- Grammatiko Location within Greece
- Coordinates: 40°42′25″N 21°53′36″E﻿ / ﻿40.70694°N 21.89333°E
- Country: Greece
- Geographic region: Macedonia
- Administrative region: Central Macedonia
- Regional unit: Pella
- Municipality: Edessa
- Municipal unit: Vegoritida

Population (2021)
- • Community: 172
- Time zone: UTC+2 (EET)
- • Summer (DST): UTC+3 (EEST)

= Grammatiko, Pella =

Grammatiko (Γραμματικό, before 1927: Γραμματίκοβον – Grammatikovon) is a community in Pella regional unit, Macedonia, Greece. It consists of two villages: Kato Grammatiko and the smaller Ano Grammatiko.

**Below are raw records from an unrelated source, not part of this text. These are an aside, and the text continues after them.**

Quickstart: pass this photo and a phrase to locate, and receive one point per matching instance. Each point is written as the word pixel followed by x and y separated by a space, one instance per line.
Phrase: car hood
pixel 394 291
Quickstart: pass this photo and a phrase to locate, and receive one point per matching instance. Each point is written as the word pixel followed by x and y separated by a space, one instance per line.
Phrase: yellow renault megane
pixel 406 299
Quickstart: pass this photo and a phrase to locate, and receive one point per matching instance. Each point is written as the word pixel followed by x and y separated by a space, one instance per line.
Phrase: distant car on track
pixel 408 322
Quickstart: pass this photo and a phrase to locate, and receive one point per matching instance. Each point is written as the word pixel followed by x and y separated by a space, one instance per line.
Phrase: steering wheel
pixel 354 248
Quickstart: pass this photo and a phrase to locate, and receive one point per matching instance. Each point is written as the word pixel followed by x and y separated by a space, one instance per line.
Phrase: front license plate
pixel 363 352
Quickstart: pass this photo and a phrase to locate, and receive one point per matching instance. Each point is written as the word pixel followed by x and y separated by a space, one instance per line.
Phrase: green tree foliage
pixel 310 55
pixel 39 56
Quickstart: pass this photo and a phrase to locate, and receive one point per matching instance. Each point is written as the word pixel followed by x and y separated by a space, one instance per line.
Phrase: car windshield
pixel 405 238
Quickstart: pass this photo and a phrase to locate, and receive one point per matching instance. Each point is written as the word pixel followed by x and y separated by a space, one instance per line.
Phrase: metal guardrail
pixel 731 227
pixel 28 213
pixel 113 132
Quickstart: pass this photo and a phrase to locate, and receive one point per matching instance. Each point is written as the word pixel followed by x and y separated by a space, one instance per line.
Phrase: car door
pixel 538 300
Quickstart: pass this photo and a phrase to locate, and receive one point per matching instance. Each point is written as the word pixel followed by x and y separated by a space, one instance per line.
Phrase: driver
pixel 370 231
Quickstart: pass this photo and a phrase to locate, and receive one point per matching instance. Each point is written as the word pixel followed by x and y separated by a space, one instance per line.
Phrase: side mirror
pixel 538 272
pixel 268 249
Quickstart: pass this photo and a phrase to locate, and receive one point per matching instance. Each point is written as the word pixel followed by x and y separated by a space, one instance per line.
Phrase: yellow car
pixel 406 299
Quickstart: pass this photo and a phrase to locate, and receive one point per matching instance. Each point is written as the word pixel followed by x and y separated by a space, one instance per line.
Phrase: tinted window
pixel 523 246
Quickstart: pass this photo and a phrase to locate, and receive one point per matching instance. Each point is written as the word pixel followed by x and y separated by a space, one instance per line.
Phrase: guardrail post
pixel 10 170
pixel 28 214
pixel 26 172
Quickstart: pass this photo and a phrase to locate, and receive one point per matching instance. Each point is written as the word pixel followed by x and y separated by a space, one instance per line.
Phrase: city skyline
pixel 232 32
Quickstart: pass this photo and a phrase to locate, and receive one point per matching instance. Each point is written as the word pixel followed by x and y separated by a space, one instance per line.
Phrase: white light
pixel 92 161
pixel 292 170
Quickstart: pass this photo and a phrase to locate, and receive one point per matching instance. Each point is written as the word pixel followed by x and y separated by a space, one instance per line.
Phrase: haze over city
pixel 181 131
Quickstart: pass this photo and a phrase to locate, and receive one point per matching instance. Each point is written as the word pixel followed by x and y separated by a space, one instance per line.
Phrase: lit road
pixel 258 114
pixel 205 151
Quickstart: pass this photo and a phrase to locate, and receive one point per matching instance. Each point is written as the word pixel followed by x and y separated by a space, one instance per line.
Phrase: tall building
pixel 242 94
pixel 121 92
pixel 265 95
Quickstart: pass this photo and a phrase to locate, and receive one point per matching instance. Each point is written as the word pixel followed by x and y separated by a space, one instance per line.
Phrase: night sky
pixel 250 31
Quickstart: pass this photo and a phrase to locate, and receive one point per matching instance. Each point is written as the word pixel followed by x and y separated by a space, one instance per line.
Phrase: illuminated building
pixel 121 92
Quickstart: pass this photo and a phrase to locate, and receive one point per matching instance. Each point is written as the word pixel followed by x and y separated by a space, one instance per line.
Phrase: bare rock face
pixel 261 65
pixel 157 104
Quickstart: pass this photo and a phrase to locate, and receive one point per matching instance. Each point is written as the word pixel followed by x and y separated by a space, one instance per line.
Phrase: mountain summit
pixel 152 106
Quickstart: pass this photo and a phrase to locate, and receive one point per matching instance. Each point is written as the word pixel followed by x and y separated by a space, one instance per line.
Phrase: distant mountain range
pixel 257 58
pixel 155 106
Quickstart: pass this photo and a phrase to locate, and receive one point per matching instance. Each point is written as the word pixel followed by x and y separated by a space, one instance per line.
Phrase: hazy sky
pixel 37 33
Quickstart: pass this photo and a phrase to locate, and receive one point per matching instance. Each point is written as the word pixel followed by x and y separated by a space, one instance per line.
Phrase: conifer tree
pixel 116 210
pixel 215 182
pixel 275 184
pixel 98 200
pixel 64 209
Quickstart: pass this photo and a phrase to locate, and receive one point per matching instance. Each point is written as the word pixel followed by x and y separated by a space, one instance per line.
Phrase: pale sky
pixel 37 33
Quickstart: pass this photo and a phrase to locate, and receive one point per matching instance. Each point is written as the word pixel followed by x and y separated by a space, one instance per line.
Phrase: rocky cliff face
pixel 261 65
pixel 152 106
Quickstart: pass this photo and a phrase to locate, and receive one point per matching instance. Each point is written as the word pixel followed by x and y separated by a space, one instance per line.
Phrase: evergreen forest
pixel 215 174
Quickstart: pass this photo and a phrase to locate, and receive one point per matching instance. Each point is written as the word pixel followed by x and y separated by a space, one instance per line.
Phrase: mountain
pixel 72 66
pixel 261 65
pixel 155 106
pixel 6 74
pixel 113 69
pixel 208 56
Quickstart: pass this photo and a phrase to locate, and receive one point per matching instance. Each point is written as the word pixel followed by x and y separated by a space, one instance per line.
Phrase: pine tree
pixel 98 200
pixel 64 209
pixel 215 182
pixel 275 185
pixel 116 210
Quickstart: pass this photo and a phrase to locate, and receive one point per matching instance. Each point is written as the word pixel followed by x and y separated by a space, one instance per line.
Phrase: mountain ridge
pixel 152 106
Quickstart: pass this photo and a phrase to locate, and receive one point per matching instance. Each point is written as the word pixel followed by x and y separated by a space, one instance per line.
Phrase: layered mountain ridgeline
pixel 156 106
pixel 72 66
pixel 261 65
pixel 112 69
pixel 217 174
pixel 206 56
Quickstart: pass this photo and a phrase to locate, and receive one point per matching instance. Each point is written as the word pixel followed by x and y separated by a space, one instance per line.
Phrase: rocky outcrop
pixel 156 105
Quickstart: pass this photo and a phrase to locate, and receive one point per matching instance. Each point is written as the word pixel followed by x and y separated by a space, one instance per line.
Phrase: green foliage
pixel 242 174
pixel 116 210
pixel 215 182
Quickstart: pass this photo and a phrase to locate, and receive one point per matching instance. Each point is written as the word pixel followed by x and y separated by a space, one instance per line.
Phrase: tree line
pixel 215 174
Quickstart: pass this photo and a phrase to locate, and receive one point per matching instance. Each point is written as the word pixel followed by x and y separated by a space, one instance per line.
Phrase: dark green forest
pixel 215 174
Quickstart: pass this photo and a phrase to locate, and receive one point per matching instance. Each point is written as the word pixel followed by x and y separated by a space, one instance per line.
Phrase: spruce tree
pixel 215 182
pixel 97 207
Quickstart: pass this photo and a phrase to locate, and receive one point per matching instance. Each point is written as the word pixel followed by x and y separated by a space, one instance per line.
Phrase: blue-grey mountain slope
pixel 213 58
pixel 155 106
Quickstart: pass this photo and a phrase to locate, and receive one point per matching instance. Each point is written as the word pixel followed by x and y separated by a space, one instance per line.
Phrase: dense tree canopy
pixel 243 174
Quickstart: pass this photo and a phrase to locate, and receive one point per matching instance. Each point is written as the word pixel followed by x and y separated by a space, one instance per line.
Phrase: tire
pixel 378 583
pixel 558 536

The Greek census (1920) recorded 842 people in the village and in 1923 there were 510 inhabitants who were Muslim. Following the Greek–Turkish population exchange, in Kato Grammatikovon there were 31 refugee families from Asia Minor and 27 refugee families from Pontus in 1926. The Greek census (1928) recorded 878 village inhabitants. In 1928 there were 47 refugee families (186 people).

The village has an Ottoman-era two-story, four sided fortification tower (built 17th century) and, in 2002, it was declared a protected monument.